To put it simply, Ireland find the Scots awkward to play and difficult to defeat.
Prior to the kick off in each of these matches, Ireland were clear favourites. In all of these matches, if a combined 15 were selected, very few, if any, Scots would make the team.
In recent seasons Scotland has brought great aggression and commitment to their fixture with Ireland. The Scots play with real purpose, particularly at the breakdown. Here they disrupt Ireland and denying them fast ruck ball. This has lead to a disjointed Irish attack and a lot of frustrated men in green. Scotland’s disruption of Ireland’s attacking rhythm manifests itself in Ireland losing discipline and giving away penalties.
Their attacking system of passing to the flanks then running has been effective against Ireland’s defensive system which remains vulnerable out wide.
The key for Scotland is that playing Ireland holds no fear. Playing fellow Celts is as natural as fighting your brother for the TV remote. There is no fear, just an opportunity for real fun and the competitive nature of Celts to emerge.
Mindset drives performance and the Scots’ mindset is one of confidence based on past performances.
Regrettably, when Scotland play other leading Six Nations countries their mindset changes. Against Wales, England and France their mindset is defensive and not attacking. Where there is confidence against Ireland, the Scots have doubt against these opponents. In these matches the Scots lose the belief that they can win.
Burden of expectation
Against Italy, Scotland suffer the burden of expectation. They know they should win and this burden almost always affects their performance in a negative manner.
For Scotland tomorrow is a potential triumph and for Ireland it is a potential disaster.
The result will swing on which Ireland team turns up at the Aviva.
The soft, disinterested, disorganised Ireland that were so embarrassingly poor against Australia. Or the magnificently aggressive and abrasive Ireland, that were accurate in their set plays, support and off loading against New Zealand.
The Ireland that played Australia will be defeated and the Ireland that played New Zealand will win, and win well.
There is one word that defines Joe Schmidt’s mission with the Irish national team.
If he is to be a successful national coach, consistency must be his mantra. Joe must repeat this message nights and day. It must be hammered it into the soul of this team.
With the notable exception of the Grand Slam victory of 2009, when Ireland were gloriously consistent and allowed us all to observe their greatness, a lack of consistency has condemned Ireland to the margins of international tournaments. Ireland’s failure on the world stage is because consistently high performing teams are rewarded in the Six Nations and the World Cup.
While the Irish provincial teams have reaped the rewards of consistency in the Heineken Cup, it has not crossed over to the national team. Apart from 2009, we have to look back to Ciarán Fitzgerald’s great teams from the 1980s for consistency in a green jersey.
There have been many false dawns for the hope of repeated success.

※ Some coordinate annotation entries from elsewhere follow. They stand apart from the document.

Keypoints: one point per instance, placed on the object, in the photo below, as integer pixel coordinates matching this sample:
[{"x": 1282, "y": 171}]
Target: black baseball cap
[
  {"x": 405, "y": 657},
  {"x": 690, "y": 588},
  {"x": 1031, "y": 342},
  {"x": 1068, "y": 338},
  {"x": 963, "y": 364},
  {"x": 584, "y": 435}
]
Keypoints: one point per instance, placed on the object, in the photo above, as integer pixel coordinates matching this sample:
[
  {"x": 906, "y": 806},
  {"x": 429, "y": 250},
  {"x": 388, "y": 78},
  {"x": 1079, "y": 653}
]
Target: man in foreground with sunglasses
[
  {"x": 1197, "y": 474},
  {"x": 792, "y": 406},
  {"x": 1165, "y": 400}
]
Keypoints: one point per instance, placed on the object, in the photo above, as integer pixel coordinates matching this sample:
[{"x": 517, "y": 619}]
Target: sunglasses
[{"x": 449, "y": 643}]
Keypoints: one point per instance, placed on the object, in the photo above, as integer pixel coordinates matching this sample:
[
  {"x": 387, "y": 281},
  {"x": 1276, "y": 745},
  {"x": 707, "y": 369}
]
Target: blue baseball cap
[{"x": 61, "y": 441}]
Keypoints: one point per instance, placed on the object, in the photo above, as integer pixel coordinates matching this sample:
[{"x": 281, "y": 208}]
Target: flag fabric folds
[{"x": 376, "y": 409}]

In the last round of the 2011 Six Nations, despite playing poorly the entire championship, Ireland had a magnificent victory against England in Dublin, denying them the Grand Slam. I dared to hope for the 2011 RWC in New Zealand.
In the lead-up games to RWC 2011, that included a loss to Scotland at Murrayfield, and in the opening pool matches, Ireland were poor.
Then Ireland defeated Australia at Eden Park. It was a great victory. Ireland’s greatest in a World Cup, but this time I doubted. I did not join the chorus claiming it to be the greatest victory of all time. I wanted to see what the quarter-final would bring. I wanted consistently high performances. History shows that in the quarter final, Ireland performed below expectations and lost to a young and consistently improving Wales.
The swing in Irish performance from excellence to mediocrity repeated itself.
There is no doubting this team’s talent. There is no argument about the effort and the physical commitment of the players. However when we see the pendulum of performance swing so far between the Australia and New Zealand matches, I have to question the players’ emotional and mental preparation for the matches.
Floating somewhere in the ether around this Irish team, there is the X-factor to consistency. A mixture of leadership, relaxation, joy, passion and intelligent game management, will empower them to repeated high quality performances.
It is not only Joe Schmidt’s task to bring forth the X-factor. It is the responsibility of every player to dedicate himself to go beyond his past performances.
Winning is not easy. If it was easy, everyone would do it. Winning international rugby tournaments is extremely difficult. It requires the collective mindset of the team to remain emotionally committed for the duration of the championship for success to be gained. Against New Zealand we faulted for only a minute. The margins are that tight.
On Sunday at full-time, when the referee calls “no side”, we will understand if this is to be a championship full of possibility, where Ireland can once again show the world their undeniable talent. Or will Ireland’s inconsistency allow Scotland to fight and claw their way to an unlikely but gutsy victory?
I am like Joe Schmidt, I don’t know which Ireland will show up. If the Ireland who played New Zealand runs out onto the Aviva and if Joe can get them to keep fronting up for the five matches, nothing is impossible.